六月後半、体育が水泳に切り替わる。二クラス合同の授業で、二組は一組と一緒。両クラスの男子は一組、女子は二組の教室で着替える決まりだ。
「ざわざわしてる」
服を脱いでいて、純子達は廊下が騒がしくなったのに気付いた。
「男子は着替えるの簡単だから、もうプールへ向かってるんだよ」
富井が水着の肩紐をかけ終わったときだった。
後ろの戸が、がらりと音を立てて開けられた。純子は水着に片足を通しながら、そちらに目をやった。
「え?」
相羽が足を一歩踏み入れ、立ち止まっていた。
視線が合う。まだ服を着たままの彼は、表情が固まっている。
「きゃあ!」
最初に純子が悲鳴を上げ、それが次々と教室中の女子に伝染する。
「エッチ! 覗き魔! 痴漢! すけべ! 出てけっ!」
「い、いや、ぼ、僕は、日番で遅れてて、他の奴に聞いたら、こっちで着替えろって」
顔を赤くし、激しく両手を振る相羽。いつになく慌てている。
彼の一番手近にいた純子は、タオルを全身に巻き付けると、大声でわめき立てた。
「いいから、荷物持って、さっさと出て! エッチ!」
言われるがまま、相羽は自分の席から水泳バッグを取り上げると、転がらんばかりに外へ出て行った。
「全く、何考えてんのよっ」
ぶつぶつ言う内に、純子は相羽と目が合ったことを思い出した。さっきの場面を脳裏に描いた瞬間、顔から火が出そうなくらい、恥ずかしさがこみ上げてくる。
(み、見られちゃった……)
胸を隠すタオルを、ぎゅっと握りしめた。
(何で、あいつばっかりに!)
恥ずかしさと腹立たしさとで、頭がかっかしてくる。
「早く着替えなよ」
富井が急かす。
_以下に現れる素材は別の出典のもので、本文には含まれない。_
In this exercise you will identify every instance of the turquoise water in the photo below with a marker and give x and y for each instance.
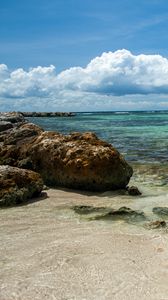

白の水泳帽を指先で回して、暇そうだ。
「ご、ごめん。腹が立って」
「相羽君のこと? そりゃあ、私もびっくりしたけど、転校してきて初めての水泳なんだよ、相羽君」
「それが何だってのよ。覗いていいわけ?」
「あの様子からすると、他の男共に引っかけられたんだってば、きっと」
「え」
着替え終わり、髪をゴムでくくろうとしていた手が止まる。
廊下から、また声が聞こえてきた。相羽と他の男子数人。
「おまえら、よくもだましやがったな」
「へっへー。引っかかる方がどじ」
「そうそう。ちゃんと確かめろよ。中に女子がいるって、分かるはずだぜ」
「遅れて、慌ててたのに、そんな余裕あるかよ!」
声が遠ざかる。
純子は富井の「ね?」という笑顔に、不承不承うなずいた。
(なるほどね。……だけど、重ね重ね、何であいつにばっかり、こんな……。謝ってこない限り、許さないんだからっ)
苛立ちを消せないまま、純子は皆と共に教室を出た。
すると、とっくに行ったと思っていた相羽が海パン姿で立っていた。ぴんと背筋を伸ばして直立不動の姿勢を取るや、おもむろに頭を大きく下げる。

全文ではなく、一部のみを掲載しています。